Copy most of profiles from VOlapScanNode and VOlapScanner to NewOlapScanNode and NewOlapScanner.
Fix some blocking bug of new scan framework.
TODO:
Memtracker
Opentelemetry spen
The new framework is still disabled by default, so it will not effect other feature.
There are currently many types of ScanNodes in Doris. And most of the logic of these ScanNodes is the same, including:
Runtime filter
Predicate pushdown
Scanner generation and scheduling
So I intend to unify the common logic of all ScanNodes.
Different data sources only need to implement different Scanners for data access.
So that the future optimization for scan can be applied to the scan of all data sources,
while also reducing the code duplication.
This PR mainly adds 4 new class:
VScanner
All Scanners' parent class.

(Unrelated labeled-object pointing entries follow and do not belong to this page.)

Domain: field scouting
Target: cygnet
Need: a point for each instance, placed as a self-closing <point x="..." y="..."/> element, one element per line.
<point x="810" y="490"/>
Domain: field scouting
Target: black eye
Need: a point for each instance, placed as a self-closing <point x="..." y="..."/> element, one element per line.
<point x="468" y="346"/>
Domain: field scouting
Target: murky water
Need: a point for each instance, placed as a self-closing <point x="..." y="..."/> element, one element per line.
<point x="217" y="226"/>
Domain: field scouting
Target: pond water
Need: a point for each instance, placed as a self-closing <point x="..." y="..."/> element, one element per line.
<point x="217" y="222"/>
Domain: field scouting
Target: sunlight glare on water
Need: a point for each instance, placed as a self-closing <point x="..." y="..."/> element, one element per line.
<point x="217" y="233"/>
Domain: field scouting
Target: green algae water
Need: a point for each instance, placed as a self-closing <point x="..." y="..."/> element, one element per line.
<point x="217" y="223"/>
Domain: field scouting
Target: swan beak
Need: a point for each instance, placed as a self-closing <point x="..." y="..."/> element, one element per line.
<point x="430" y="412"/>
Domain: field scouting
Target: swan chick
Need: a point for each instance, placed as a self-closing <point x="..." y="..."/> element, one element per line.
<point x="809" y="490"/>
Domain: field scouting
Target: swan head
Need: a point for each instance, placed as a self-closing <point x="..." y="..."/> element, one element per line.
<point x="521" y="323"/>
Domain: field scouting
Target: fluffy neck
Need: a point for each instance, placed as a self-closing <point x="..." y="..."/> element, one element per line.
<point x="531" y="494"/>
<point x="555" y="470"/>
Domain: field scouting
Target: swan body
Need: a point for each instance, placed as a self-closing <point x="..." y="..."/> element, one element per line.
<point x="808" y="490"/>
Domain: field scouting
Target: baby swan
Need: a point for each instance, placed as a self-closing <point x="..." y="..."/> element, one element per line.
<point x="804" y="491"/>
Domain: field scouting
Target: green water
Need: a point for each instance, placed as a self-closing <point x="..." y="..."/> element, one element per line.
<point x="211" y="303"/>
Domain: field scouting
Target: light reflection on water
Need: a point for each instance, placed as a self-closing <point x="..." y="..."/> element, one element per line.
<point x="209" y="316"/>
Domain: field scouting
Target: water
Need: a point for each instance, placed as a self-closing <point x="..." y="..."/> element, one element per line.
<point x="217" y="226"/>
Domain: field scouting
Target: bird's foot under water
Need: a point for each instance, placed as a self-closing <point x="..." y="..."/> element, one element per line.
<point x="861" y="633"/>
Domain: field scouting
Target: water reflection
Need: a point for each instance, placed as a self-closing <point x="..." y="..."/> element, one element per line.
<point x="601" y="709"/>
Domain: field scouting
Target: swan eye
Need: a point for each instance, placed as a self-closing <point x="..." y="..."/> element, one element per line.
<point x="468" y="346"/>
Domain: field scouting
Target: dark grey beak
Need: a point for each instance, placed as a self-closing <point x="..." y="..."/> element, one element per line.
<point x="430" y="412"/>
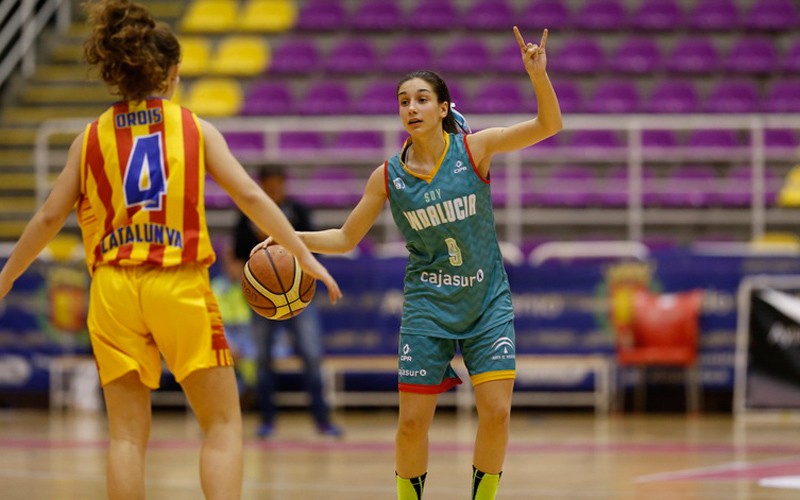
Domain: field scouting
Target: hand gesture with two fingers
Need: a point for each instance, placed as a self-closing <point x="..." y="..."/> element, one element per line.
<point x="533" y="56"/>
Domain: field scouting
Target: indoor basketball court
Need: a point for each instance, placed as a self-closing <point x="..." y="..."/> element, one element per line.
<point x="550" y="456"/>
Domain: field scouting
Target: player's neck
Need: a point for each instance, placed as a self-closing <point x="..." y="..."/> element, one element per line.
<point x="426" y="150"/>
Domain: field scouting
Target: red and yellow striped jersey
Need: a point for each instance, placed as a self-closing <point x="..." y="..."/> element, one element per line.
<point x="142" y="183"/>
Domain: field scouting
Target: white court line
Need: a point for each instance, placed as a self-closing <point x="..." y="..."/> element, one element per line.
<point x="729" y="467"/>
<point x="790" y="482"/>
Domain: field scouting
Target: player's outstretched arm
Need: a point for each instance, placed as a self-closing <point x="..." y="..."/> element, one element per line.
<point x="47" y="221"/>
<point x="358" y="223"/>
<point x="491" y="141"/>
<point x="254" y="202"/>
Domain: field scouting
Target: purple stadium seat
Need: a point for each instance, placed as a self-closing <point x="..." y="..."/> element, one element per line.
<point x="406" y="55"/>
<point x="489" y="15"/>
<point x="791" y="60"/>
<point x="499" y="181"/>
<point x="331" y="187"/>
<point x="657" y="15"/>
<point x="432" y="15"/>
<point x="659" y="143"/>
<point x="613" y="191"/>
<point x="570" y="97"/>
<point x="295" y="142"/>
<point x="352" y="56"/>
<point x="465" y="55"/>
<point x="458" y="96"/>
<point x="783" y="96"/>
<point x="673" y="96"/>
<point x="713" y="144"/>
<point x="689" y="186"/>
<point x="540" y="14"/>
<point x="733" y="96"/>
<point x="595" y="139"/>
<point x="321" y="15"/>
<point x="567" y="186"/>
<point x="326" y="98"/>
<point x="736" y="190"/>
<point x="268" y="98"/>
<point x="638" y="55"/>
<point x="602" y="15"/>
<point x="614" y="96"/>
<point x="714" y="15"/>
<point x="579" y="55"/>
<point x="215" y="196"/>
<point x="245" y="143"/>
<point x="500" y="97"/>
<point x="376" y="15"/>
<point x="550" y="147"/>
<point x="693" y="55"/>
<point x="298" y="56"/>
<point x="378" y="98"/>
<point x="772" y="15"/>
<point x="781" y="143"/>
<point x="752" y="55"/>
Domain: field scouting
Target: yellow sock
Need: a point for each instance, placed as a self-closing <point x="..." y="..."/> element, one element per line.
<point x="410" y="489"/>
<point x="484" y="486"/>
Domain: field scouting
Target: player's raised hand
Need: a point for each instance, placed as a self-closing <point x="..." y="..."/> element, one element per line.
<point x="533" y="56"/>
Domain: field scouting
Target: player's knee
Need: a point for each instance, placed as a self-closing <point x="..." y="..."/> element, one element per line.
<point x="496" y="415"/>
<point x="411" y="426"/>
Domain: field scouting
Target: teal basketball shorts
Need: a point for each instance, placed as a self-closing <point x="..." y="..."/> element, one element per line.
<point x="425" y="362"/>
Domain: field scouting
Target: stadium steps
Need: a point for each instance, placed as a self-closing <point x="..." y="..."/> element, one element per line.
<point x="61" y="87"/>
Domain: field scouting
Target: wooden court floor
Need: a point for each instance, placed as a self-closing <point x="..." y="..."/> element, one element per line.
<point x="551" y="456"/>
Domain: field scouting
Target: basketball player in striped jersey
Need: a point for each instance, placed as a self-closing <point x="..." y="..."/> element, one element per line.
<point x="136" y="178"/>
<point x="456" y="288"/>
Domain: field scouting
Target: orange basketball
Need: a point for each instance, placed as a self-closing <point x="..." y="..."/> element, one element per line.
<point x="275" y="285"/>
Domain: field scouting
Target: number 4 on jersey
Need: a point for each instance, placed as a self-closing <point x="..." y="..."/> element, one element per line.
<point x="145" y="179"/>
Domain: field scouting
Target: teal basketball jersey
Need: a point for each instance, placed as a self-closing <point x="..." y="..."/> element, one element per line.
<point x="455" y="282"/>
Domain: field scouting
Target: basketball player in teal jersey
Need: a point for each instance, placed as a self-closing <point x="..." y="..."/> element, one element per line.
<point x="456" y="288"/>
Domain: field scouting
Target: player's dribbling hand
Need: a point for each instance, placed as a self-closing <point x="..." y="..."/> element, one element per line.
<point x="313" y="267"/>
<point x="533" y="56"/>
<point x="264" y="244"/>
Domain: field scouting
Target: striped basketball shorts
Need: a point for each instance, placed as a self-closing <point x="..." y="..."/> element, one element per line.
<point x="139" y="313"/>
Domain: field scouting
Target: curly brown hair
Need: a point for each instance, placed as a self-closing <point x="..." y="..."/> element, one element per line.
<point x="132" y="51"/>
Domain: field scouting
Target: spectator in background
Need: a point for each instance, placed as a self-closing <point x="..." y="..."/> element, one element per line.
<point x="304" y="329"/>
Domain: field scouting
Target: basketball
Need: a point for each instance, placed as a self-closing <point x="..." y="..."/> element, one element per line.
<point x="275" y="285"/>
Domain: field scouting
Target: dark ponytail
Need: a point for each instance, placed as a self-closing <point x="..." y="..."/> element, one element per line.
<point x="132" y="52"/>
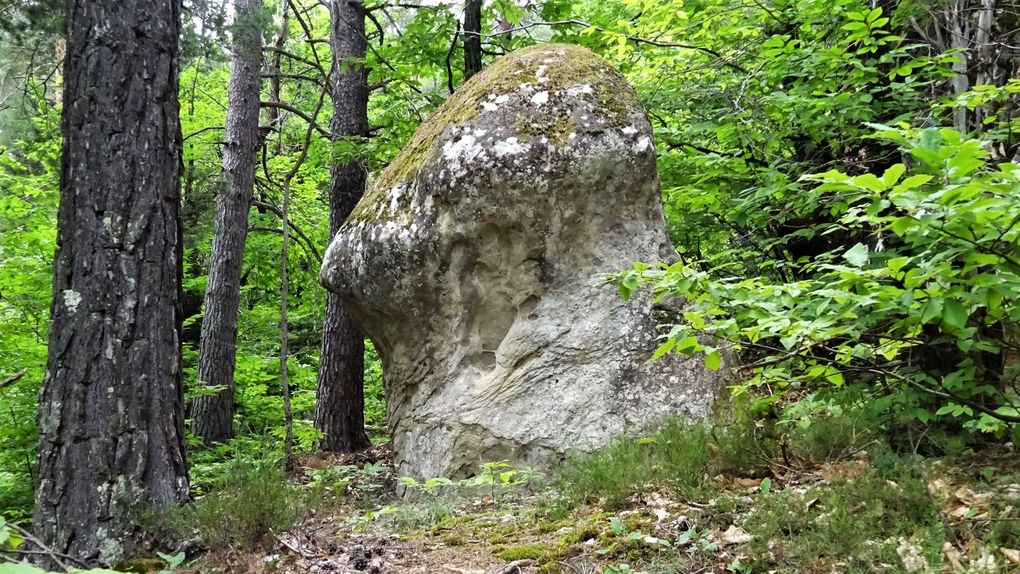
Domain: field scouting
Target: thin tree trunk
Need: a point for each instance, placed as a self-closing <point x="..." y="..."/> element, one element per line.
<point x="472" y="38"/>
<point x="340" y="398"/>
<point x="213" y="414"/>
<point x="111" y="437"/>
<point x="285" y="378"/>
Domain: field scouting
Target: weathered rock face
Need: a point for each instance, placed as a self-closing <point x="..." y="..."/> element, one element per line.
<point x="470" y="263"/>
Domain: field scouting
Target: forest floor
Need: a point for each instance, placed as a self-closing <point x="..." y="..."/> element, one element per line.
<point x="853" y="512"/>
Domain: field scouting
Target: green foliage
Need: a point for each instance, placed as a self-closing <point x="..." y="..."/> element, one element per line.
<point x="253" y="501"/>
<point x="679" y="456"/>
<point x="28" y="237"/>
<point x="857" y="523"/>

The subclasses can inherit this class to implement specific data access methods.
VScanNode
The unified ScanNode, and is responsible for common logic including RuntimeFilter, predicate pushdown, Scanner generation and scheduling.
ScannerContext
ScannerContext is responsible for recording the execution status
of a group of Scanners corresponding to a ScanNode.
Including how many scanners are being scheduled, and maintaining
a producer-consumer blocks queue between scanners and scan nodes.
ScannerContext is also the scheduling unit of ScannerScheduler.
ScannerScheduler schedules a ScannerContext at a time,
and submits the Scanners to the scanner thread pool for data scanning.
ScannerScheduler
Unified responsible for all Scanner scheduling tasks
Test:
This work is still in progress and default is disabled.
I tested it with jmeter with 50 concurrency, but currently the scanner is just return without data.
The QPS can reach about 9000.
I can't compare it to origin implement because no data is read for now. I will test it when new olap scanner is ready.
Co-authored-by: morningman <morningman@apache.org>